L’ex presidente della Bce, inoltre, ha potuto interloquire, molto amichevolmente, sia con Macron, sia con il premier britannico Boris Johnson. L’asse tra Italia e Francia si sta rinsaldando, anche a causa dell’ormai prossima uscita di scena della cancelliera tedesca Angela Merkel (accompagnata dal suo ormai prossimo successore Olaf Scholz). Con il Regno Unito invece la sintonia c’è sull’emergenza climatica, visto che a Glasgow nelle prime due settimane di novembre si svolgerà la Cop26, interamente dedicata ad essa. L’Italia è forse il maggior paese europeo con cui dialoga più volentieri la Gran Bretagna in questo momento, dopo la Brexit e i suoi strascichi commerciali e diplomatici che vedono Londra contrapposta alle istituzioni comunitarie e soprattutto con la Francia. Anche in questo caso, proprio un bilaterale tra Johnson e Macron a margine del G20 ha riavvicinato i due Paesi, coinvolti da settimane (in realtà da mesi) in tensioni accese riguardanti i diritti di pesca. L’impegno preso è quello di riportare su binari diplomatici il problema, senza alimentare maggiori battibecchi.

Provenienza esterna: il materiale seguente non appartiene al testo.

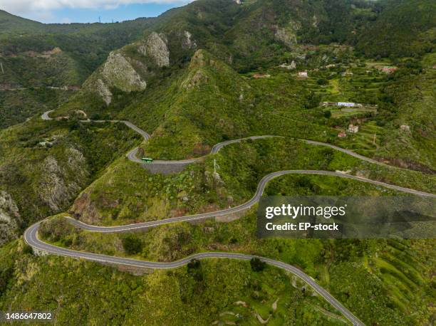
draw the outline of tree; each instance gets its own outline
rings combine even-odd
[[[134,235],[129,235],[122,240],[123,247],[130,255],[135,255],[142,250],[142,241]]]

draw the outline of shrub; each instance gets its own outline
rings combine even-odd
[[[251,269],[255,272],[264,270],[266,265],[266,263],[261,261],[256,257],[254,257],[250,260],[250,265],[251,266]]]

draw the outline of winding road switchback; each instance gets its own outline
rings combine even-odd
[[[41,115],[41,118],[45,120],[51,120],[48,116],[48,114],[51,111],[48,111],[44,112]],[[91,120],[84,120],[83,122],[90,122]],[[95,120],[94,122],[108,122],[106,120]],[[130,128],[133,129],[135,132],[140,134],[145,140],[147,140],[150,138],[149,134],[146,132],[142,130],[140,128],[136,127],[135,125],[131,122],[125,120],[110,120],[110,122],[122,122]],[[251,139],[263,139],[263,138],[269,138],[272,137],[280,137],[280,136],[272,136],[272,135],[264,135],[264,136],[254,136],[251,137],[242,138],[240,140],[228,140],[226,142],[223,142],[219,144],[215,144],[211,151],[211,154],[216,154],[223,147],[233,144],[237,142],[241,142],[242,140]],[[311,144],[314,145],[319,146],[325,146],[333,148],[336,150],[338,150],[346,153],[349,155],[351,155],[354,157],[356,157],[359,159],[362,159],[370,163],[380,164],[380,165],[386,165],[384,163],[380,162],[378,161],[375,161],[374,159],[370,159],[368,157],[363,157],[357,153],[355,153],[348,149],[343,149],[338,147],[335,145],[332,145],[331,144],[326,144],[321,142],[316,142],[313,140],[301,140],[302,141],[306,142],[308,144]],[[140,163],[143,165],[150,165],[143,163],[140,159],[136,157],[136,154],[138,151],[138,147],[136,147],[131,151],[130,151],[127,157],[128,158],[136,163]],[[161,165],[182,165],[187,164],[193,163],[195,162],[199,162],[199,160],[204,159],[204,157],[190,159],[184,159],[180,161],[162,161],[162,160],[156,160],[154,161],[152,164],[161,164]],[[253,196],[253,197],[249,200],[248,201],[239,205],[235,207],[223,209],[221,211],[214,211],[214,212],[208,212],[208,213],[202,213],[194,215],[189,215],[185,216],[177,216],[170,219],[166,219],[160,221],[153,221],[148,222],[139,223],[135,224],[129,224],[124,226],[92,226],[85,224],[80,221],[76,220],[74,219],[71,219],[70,217],[67,217],[71,223],[73,224],[82,228],[88,231],[93,232],[102,232],[102,233],[113,233],[113,232],[126,232],[130,231],[137,229],[146,229],[148,228],[156,227],[160,225],[167,224],[170,223],[175,222],[182,222],[182,221],[192,221],[196,220],[202,220],[205,219],[209,219],[212,217],[219,216],[222,215],[226,215],[232,213],[237,213],[245,211],[250,207],[251,207],[254,204],[257,203],[261,196],[262,196],[265,186],[268,182],[274,178],[277,177],[286,175],[286,174],[321,174],[321,175],[327,175],[327,176],[333,176],[338,177],[341,178],[346,178],[357,180],[362,182],[366,182],[372,184],[375,184],[377,186],[384,186],[386,188],[390,188],[394,190],[406,192],[409,194],[412,194],[417,196],[430,196],[436,198],[436,195],[433,194],[430,194],[424,191],[420,191],[417,190],[414,190],[408,188],[405,188],[399,186],[395,186],[390,184],[387,184],[385,182],[381,182],[378,181],[371,180],[369,179],[363,178],[361,177],[357,177],[350,174],[346,174],[344,173],[339,172],[333,172],[330,171],[320,171],[320,170],[286,170],[286,171],[279,171],[276,172],[273,172],[269,174],[267,174],[264,178],[261,179],[259,182],[256,193]],[[276,266],[277,268],[281,268],[284,270],[286,270],[305,281],[307,284],[311,286],[313,290],[318,293],[321,296],[324,298],[330,304],[332,305],[335,308],[339,310],[348,320],[350,320],[355,325],[363,325],[363,322],[360,321],[357,317],[355,317],[351,312],[350,312],[346,307],[345,307],[341,303],[339,303],[335,298],[333,298],[330,293],[328,293],[325,289],[323,289],[321,285],[319,285],[312,278],[308,276],[304,272],[301,270],[300,269],[293,266],[291,265],[280,262],[278,261],[275,261],[271,258],[265,258],[265,257],[259,257],[254,255],[247,255],[242,253],[219,253],[219,252],[212,252],[212,253],[200,253],[194,255],[192,255],[189,257],[186,257],[185,258],[180,259],[179,261],[170,262],[170,263],[160,263],[160,262],[152,262],[152,261],[140,261],[137,259],[133,258],[127,258],[122,257],[115,257],[115,256],[109,256],[105,255],[101,255],[98,253],[86,253],[81,251],[76,251],[70,249],[66,249],[61,247],[58,247],[56,246],[53,246],[51,244],[47,243],[41,241],[38,238],[38,229],[41,222],[38,222],[31,226],[30,226],[26,231],[24,232],[24,240],[25,241],[31,246],[36,251],[41,251],[43,252],[46,252],[55,255],[68,256],[68,257],[73,257],[83,258],[92,261],[97,261],[105,263],[111,263],[115,265],[126,265],[135,267],[141,267],[141,268],[154,268],[154,269],[165,269],[165,268],[175,268],[177,267],[180,267],[188,263],[192,259],[204,259],[204,258],[230,258],[230,259],[239,259],[239,260],[250,260],[253,258],[258,258],[261,261],[264,261],[269,265]]]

E la lista degli incontri tra leader durante il G20 potrebbe essere ulteriormente allungata. Dal vertice a quattro tra Biden, Macron, Johnson e Merkel per limitare il nucleare iraniano, a quello tra Modi e Draghi, passando per l’asse anglo-canadese tra Johnson e il primo ministro Justin Trudeau, arrivati in ritardo per la foto di famiglia proprio perché impegnati a discutere privatamente. Vertici bilaterali che hanno visto all’opera soprattutto le delegazioni nazionali, ben lontane dalle luci abbaglianti dei riflettori che illuminano i capi di Stato o di governo. Perché se in apparenza regnano sorrisi e possibili immagini da prima pagina, dietro le quinte la diplomazia si muove in altri modi.

Il premier Draghi, nel suo discorso di apertura, ha sottolineato l’importanza del “multilateralismo”, visto come “la migliore risposta ai problemi che vediamo oggi. In molti sensi è l’unica risposta possibile, dalla pandemia, al clima”. Pur nella veridicità delle sue parole, è indicativo notare come anche in uno degli eventi votato al multilateralismo per eccellenza, come il G20, a svolgere un ruolo preponderante siano stati gli incontri bilaterali tra leader e sherpa.